If CCSS opts out of HB581, will the local school tax homestead exemptions already in place be affected? No. Local school tax homestead exemptions will not be affected. It is important to note that a decision to opt-out would not affect any existing exemptions for Crisp County homeowners.
*During the first hearing held by the BOE on January 15, 2025 this was a very common misconception of HB 581 expressed by community members in attendance that BOE members were able to dispel.
Can the HB floating homestead exemption be repealed at a later date?
There are currently only 2 options for school districts: opt out by March 1, 2025, or accept the floating homestead exemption permanently. HB 581 requires a choice to be made by the current board as to whether to freeze forever the only source of local revenue available to the district for a sizable part of the tax digest or to opt out of the effect of the amendment.
How can local school districts compensate for the loss of funding?
School districts are particularly vulnerable under HB581, which caps property assessments but does nothing to limit the growth in the cost of providing essential services. Rural and low-income districts, which rely heavily on property tax revenues, will be particular affected. School districts like CCSS that have maintained a low millage rate will find it even harder to meet their financial needs. The funding gap could force districts to either cut services, reduce staff, or increase the school millage rate.
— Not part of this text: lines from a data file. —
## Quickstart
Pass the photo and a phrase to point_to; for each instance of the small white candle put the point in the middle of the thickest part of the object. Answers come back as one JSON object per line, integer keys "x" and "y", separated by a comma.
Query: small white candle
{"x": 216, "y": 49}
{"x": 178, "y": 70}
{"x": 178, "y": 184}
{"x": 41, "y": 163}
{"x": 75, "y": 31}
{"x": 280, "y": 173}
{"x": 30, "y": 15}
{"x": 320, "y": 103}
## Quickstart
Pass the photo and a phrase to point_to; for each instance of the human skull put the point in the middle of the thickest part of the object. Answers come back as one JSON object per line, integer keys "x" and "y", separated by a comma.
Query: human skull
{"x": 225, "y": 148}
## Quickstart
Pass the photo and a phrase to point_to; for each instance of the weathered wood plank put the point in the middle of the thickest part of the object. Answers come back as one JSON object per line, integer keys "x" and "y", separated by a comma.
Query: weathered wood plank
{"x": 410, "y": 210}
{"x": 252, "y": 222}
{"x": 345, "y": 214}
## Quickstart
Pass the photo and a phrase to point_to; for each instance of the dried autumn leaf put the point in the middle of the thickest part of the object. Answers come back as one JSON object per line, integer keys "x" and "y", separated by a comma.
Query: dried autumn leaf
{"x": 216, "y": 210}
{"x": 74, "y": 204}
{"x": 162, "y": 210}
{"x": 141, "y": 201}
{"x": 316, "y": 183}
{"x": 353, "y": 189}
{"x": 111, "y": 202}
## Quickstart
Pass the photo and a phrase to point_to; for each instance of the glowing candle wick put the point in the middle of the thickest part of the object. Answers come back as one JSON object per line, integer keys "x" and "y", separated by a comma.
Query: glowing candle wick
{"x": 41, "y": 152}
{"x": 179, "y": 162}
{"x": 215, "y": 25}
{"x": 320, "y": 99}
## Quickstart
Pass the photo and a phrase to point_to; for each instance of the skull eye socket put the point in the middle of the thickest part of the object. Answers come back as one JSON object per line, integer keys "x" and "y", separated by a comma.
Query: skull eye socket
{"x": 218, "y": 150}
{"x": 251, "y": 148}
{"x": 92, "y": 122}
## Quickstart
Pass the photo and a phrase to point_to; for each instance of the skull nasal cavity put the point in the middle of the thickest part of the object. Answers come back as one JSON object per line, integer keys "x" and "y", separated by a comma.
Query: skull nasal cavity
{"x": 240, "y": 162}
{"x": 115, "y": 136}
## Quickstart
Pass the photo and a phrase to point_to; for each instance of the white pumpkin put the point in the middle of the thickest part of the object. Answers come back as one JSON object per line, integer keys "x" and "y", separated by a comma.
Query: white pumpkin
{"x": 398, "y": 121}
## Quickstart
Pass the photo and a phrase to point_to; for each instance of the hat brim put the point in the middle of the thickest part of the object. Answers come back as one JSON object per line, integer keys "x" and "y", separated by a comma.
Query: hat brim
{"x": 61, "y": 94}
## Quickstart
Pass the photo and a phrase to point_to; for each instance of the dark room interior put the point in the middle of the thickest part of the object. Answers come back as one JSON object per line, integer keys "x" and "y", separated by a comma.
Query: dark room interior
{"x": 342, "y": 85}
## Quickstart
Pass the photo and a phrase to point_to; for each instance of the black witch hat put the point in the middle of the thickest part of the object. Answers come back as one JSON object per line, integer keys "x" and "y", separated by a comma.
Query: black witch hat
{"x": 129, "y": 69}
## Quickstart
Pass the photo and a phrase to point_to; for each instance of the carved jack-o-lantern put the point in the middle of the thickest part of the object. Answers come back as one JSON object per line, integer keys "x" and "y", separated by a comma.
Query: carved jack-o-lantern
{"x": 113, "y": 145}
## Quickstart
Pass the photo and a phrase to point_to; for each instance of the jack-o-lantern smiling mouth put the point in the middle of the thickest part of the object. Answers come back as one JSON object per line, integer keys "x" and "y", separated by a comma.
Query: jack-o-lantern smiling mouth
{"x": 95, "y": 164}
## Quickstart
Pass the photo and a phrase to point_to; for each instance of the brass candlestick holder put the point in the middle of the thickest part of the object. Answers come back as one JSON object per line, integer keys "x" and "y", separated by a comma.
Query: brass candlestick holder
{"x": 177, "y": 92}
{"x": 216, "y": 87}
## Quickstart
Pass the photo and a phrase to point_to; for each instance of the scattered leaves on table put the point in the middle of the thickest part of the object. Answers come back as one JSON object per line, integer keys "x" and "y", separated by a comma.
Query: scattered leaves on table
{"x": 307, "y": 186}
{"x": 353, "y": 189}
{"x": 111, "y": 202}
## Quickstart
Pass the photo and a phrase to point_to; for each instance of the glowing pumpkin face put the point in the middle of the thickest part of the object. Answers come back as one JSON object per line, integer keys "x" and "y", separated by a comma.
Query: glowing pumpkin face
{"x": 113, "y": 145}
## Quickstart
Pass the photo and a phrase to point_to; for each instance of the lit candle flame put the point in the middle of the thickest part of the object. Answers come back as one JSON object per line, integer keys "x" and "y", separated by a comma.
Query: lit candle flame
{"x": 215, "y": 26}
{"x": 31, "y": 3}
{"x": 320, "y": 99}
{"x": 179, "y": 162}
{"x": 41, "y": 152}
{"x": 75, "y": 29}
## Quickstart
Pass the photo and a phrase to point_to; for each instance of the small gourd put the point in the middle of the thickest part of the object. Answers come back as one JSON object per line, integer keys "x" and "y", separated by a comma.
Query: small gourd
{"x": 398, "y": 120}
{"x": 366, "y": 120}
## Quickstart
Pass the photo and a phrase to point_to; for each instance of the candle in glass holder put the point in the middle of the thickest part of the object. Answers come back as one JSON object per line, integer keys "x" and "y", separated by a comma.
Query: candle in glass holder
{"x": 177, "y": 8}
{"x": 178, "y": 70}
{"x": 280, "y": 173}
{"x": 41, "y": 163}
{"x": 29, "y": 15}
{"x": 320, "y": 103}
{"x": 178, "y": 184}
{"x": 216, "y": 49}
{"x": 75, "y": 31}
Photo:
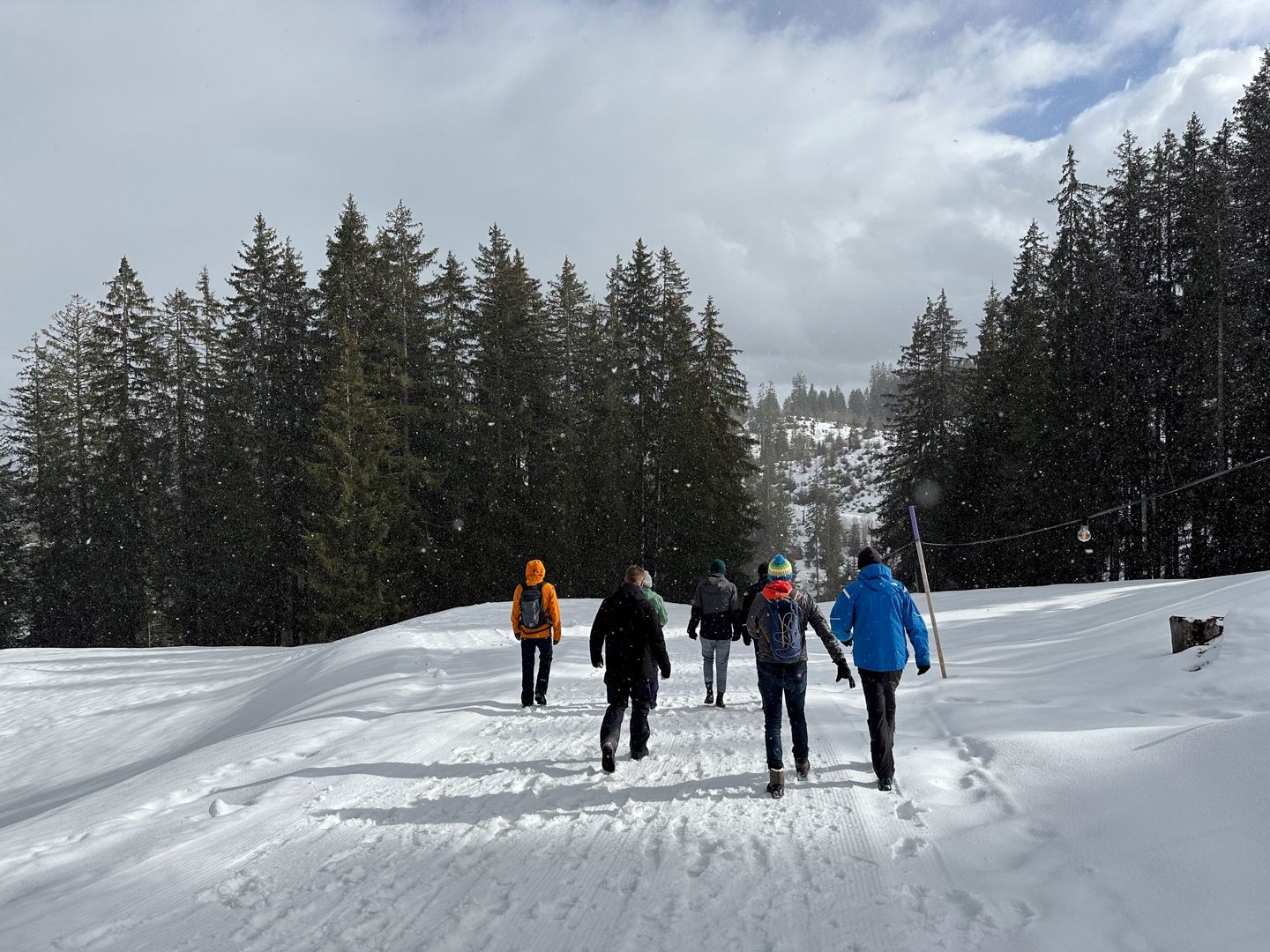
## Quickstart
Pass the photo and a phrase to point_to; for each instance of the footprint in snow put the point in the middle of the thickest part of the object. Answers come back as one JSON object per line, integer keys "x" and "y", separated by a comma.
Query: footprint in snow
{"x": 909, "y": 813}
{"x": 907, "y": 848}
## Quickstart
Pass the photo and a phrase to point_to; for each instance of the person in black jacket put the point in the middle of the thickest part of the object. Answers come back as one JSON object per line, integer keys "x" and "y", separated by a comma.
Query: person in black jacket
{"x": 628, "y": 636}
{"x": 714, "y": 609}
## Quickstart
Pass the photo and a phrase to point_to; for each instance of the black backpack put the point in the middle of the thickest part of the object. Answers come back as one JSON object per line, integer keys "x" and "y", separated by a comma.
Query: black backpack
{"x": 531, "y": 607}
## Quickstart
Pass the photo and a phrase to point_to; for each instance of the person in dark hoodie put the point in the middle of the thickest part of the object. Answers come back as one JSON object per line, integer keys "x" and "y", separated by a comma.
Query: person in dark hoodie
{"x": 714, "y": 611}
{"x": 778, "y": 623}
{"x": 871, "y": 616}
{"x": 626, "y": 639}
Our BOE has been through training on HB 581 and they have carefully weighed the pros and cons. Reducing staff is not a threat, but could easily become a reality with no means to replace the lost revenue generated through local property taxes. Our County and City Government is given the means to do that through a FLOST.
Crisp County School System plays a vital role in the overall vitality of our community, especially when we serve as the second largest employer in the county, with over 675 employees. Our monthly payroll is approximately 3.9 million dollars. The cost of providing State Health benefits to our classified employees is over 3 million a year that has to come from local funds, an amount not reimbursed by the state. Eighty six percent (86%) of our current budget is spent on salaries and benefits. Beyond providing education, Crisp County Schools is central to the local economy, offering jobs to a large segment of the population, from teachers to support staff, custodians, bus drivers, nutrition staff, maintenance staff and administrators. These jobs, in turn, support local businesses and services, creating a ripple effect throughout our community.
Advocating for public schools is about more than supporting a system—it’s about valuing the people who make that system work. It’s about recognizing that the strength of a community lies in its commitment to education, and when we uplift public schools, we uplift everyone working within them to ensure a brighter future for all.